Oczywiście, jeśli cały dysk zginie, wówczas RAID-Z na jednym dysku nie pomoże. Ale co z innymi rodzajami błędów?
Z mojego doświadczenia wynika, że czasami mam plik, którego nie mogę odczytać. W systemie Mac OS X system zawiesi się na pewien czas, a następnie wróci z błędem. Przesuwam plik gdzieś na bok i zakładam, że plik ma zły sektor lub zły blok, a może nawet całą złą ścieżkę.
Sięgam do dni dyskietek, w których ręczne zarządzanie awariami dysku było zwykłym działaniem. Oczywiście wymieniłeś wadliwą dyskietkę tak szybko, jak to możliwe, ale czasami nie mogłeś tego zrobić natychmiast, więc praktyką było znalezienie złego obszaru, przydzielenie go do pliku, a następnie nigdy go nie usuwać.
Pierwsze pytanie dotyczy awarii dysków twardych? Czy moje powyższe założenia są prawidłowe? Czy to prawda, że zły blok się psuje, ale cały dysk jest nadal w większości użyteczny? W takim przypadku wygląda na to, że RAID-Z może naprawić zły blok lub zły obszar dysku przy użyciu parzystości innych bloków (obszarów).
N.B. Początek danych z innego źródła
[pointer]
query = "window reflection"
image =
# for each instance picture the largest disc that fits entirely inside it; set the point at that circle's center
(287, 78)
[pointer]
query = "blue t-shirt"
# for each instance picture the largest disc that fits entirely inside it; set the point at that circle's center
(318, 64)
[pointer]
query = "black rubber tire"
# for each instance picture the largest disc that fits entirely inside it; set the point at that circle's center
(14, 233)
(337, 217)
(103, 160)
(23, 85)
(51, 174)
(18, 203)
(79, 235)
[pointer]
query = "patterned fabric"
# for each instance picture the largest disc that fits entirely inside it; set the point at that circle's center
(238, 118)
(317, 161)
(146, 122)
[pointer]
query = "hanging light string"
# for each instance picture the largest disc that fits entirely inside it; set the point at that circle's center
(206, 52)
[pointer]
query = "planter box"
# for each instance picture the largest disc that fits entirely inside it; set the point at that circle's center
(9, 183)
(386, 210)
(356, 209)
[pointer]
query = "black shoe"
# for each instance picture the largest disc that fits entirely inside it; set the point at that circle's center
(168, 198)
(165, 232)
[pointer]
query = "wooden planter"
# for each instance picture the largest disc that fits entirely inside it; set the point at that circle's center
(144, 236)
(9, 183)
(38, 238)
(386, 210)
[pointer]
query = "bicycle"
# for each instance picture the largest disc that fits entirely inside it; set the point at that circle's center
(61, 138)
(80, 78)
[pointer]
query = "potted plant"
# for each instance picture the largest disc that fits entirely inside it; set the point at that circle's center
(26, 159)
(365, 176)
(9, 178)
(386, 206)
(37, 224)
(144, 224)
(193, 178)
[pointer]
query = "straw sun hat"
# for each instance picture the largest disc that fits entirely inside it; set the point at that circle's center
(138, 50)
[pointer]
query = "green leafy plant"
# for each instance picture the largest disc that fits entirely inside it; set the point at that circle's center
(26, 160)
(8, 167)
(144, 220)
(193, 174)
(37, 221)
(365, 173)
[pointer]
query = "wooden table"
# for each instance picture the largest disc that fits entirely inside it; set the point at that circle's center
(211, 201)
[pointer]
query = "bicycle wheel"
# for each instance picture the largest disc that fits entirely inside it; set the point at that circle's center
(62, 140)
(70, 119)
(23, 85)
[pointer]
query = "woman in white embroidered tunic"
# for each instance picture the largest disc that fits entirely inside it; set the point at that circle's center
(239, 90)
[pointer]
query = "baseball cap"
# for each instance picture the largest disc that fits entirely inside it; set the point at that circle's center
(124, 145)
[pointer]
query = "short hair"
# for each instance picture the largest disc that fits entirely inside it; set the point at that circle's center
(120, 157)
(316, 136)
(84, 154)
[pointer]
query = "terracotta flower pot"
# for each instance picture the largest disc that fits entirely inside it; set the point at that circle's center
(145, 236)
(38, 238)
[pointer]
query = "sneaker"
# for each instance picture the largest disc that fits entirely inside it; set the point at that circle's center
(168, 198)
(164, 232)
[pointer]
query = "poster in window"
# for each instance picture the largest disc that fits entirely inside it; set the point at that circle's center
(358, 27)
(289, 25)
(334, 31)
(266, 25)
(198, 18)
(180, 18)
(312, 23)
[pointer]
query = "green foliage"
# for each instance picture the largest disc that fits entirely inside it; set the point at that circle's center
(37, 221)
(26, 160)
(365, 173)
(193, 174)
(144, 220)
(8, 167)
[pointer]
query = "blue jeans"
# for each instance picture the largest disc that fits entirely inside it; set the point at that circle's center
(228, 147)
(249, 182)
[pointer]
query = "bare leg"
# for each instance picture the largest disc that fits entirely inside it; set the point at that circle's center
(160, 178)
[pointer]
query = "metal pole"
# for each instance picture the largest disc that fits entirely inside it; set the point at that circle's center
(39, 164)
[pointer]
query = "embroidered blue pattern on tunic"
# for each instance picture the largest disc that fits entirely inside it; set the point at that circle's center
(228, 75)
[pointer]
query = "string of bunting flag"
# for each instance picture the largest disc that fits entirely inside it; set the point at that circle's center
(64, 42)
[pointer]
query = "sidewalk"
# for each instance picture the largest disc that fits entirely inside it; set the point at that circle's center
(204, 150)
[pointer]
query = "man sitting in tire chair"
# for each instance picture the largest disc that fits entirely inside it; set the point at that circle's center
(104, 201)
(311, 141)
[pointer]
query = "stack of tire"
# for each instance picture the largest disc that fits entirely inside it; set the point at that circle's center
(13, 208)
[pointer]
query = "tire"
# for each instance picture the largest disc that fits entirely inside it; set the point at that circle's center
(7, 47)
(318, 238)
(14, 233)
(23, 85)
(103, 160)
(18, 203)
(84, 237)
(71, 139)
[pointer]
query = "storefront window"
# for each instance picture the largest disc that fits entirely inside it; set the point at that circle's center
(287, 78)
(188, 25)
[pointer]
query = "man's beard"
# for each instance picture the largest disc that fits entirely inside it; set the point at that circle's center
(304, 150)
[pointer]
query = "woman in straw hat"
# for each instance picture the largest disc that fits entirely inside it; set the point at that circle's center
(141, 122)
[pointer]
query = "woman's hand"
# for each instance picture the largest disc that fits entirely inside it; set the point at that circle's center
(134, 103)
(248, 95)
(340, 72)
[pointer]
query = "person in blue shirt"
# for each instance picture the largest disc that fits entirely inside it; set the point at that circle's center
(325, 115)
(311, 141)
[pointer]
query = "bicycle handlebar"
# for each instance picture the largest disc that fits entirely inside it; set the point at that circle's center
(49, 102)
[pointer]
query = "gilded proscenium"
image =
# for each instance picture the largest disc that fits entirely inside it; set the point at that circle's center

Przypadek użycia służy do tworzenia kopii zapasowych. Jeśli raz w tygodniu wypycham dane na dysk o pojemności 8 TB, czy warto byłoby rozważyć dysk o pojemności 7 TB z danymi plus 1 TB parzystości w nadziei, że dodatkowa parzystość pomoże mi odzyskać dane po gniciu bitów, uszkodzonych sektorach lub inne zlokalizowane awarie dysków?
Jeśli teoria nie ma wad technicznych, to czy można skonfigurować ZFS, aby to robiła?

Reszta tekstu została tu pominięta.